Но не это было главное. Из его головы никак не выходили евреи в синагоге. На улице, на уроках в гимназии и особенно в тихие вечерние часы, когда он оставался один в своей комнате, они неотступно стояли у него перед глазами.

Наконец юный художник понял, что зрелище, которое поразило его в синагоге, будет его преследовать до тех пор, пока он не перенесет его на бумагу. И он начал рисовать.

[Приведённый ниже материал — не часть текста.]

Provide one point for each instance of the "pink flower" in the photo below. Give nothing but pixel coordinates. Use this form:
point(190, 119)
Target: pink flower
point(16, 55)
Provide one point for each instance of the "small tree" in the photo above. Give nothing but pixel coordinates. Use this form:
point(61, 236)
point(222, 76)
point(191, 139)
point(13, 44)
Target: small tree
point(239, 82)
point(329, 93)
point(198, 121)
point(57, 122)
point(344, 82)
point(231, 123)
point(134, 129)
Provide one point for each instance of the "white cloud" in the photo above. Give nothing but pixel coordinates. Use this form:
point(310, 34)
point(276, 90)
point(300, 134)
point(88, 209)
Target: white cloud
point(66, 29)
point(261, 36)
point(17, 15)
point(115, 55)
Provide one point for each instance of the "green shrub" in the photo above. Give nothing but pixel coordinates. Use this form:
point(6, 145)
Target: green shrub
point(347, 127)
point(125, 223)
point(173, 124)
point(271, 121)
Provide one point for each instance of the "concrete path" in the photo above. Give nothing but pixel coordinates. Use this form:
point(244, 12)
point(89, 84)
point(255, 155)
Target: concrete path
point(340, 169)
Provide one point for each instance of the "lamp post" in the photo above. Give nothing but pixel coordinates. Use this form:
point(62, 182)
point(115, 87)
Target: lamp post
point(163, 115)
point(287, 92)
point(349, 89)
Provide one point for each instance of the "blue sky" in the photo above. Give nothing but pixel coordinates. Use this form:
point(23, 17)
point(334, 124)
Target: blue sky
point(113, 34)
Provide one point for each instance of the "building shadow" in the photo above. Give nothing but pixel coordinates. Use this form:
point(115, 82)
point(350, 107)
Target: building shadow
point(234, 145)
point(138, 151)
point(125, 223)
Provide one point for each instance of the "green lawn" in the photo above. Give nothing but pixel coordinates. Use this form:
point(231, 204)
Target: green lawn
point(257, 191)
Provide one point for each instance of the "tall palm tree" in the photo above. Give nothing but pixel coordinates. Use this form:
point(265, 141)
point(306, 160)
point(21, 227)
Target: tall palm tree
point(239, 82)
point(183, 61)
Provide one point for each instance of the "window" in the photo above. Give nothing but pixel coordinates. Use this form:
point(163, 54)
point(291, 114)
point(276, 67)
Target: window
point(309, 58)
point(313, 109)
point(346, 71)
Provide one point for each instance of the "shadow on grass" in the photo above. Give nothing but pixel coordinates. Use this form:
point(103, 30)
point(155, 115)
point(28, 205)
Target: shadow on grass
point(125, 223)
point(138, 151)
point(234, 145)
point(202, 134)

Обычно рисунки у него получались быстро. Но на этот раз работа шла мучительно медленно. То его не удовлетворяло расположение фигур, то ему казалось, что они все похожи друг на друга. А юному художнику хотелось в этой группе людей показать каждого в отдельности, думающего, мечтающего о своем, ко в то же время слившегося в своих страданиях с остальными.

Он закрывал глаза и ясно видел эти истощенные человеческие фигуры в странной одежде.

Со стороны они могли показаться забавными и даже вызвать веселый смех. Гайвазовскому же было больно. В этих униженных и оскорбленных людях мальчик чувствовал таких же бедняков, как он сам, читал на их лицах как бы частично историю своей судьбы. А на рисунках у него по-прежнему получались только смешные фигурки.

Как-то вечером он особенно горько задумался о себе, о своем положении в доме Казначеевых, где с каждым днем он сильнее чувствовал, что живет из милости, и даже слуги относятся к нему свысока. Но тут же он вспомнил, что и учитель-итальянец, и гимназические учителя, и сам Казначеев — все говорят, что у него счастливый дар и он непременно преуспеет в художестве. И он внезапно ощутил такой прилив сил, такую веру в себя, что ему захотелось громко петь, смеяться и скорее что-то делать. Он подошел к столу, где лежали варианты его рисунка, зажег свечи, схватил карандаш и начал работать с какой-то неудержимостью.

Через два часа он в изнеможении выпустил из пальцев карандаш, рисунок был окончен. Юный художник глядел на свой труд и был им доволен. Наконец он добился того, чего хотел. Фигуры получились характерные, живые. Ощущался даже ритм движений этой взволнованной, охваченной экстазом толпы.

Гайвазовский дал рисунку название «Евреи в синагоге».

Когда в следующее воскресенье юноша показал свой новый рисунок Саше Казначееву и Феде Нарышкину, те несколько мгновений молчали, а потом разразились гомерическим хохотом, приговаривая:

— Ну и смешные эти жиды! Ай да Ваня! Вот одолжил!

Только учитель-итальянец не смеялся, а сказал:

— Синьор Гайвазовский, вы настоящий маэстро! — Он впервые так назвал юного художника.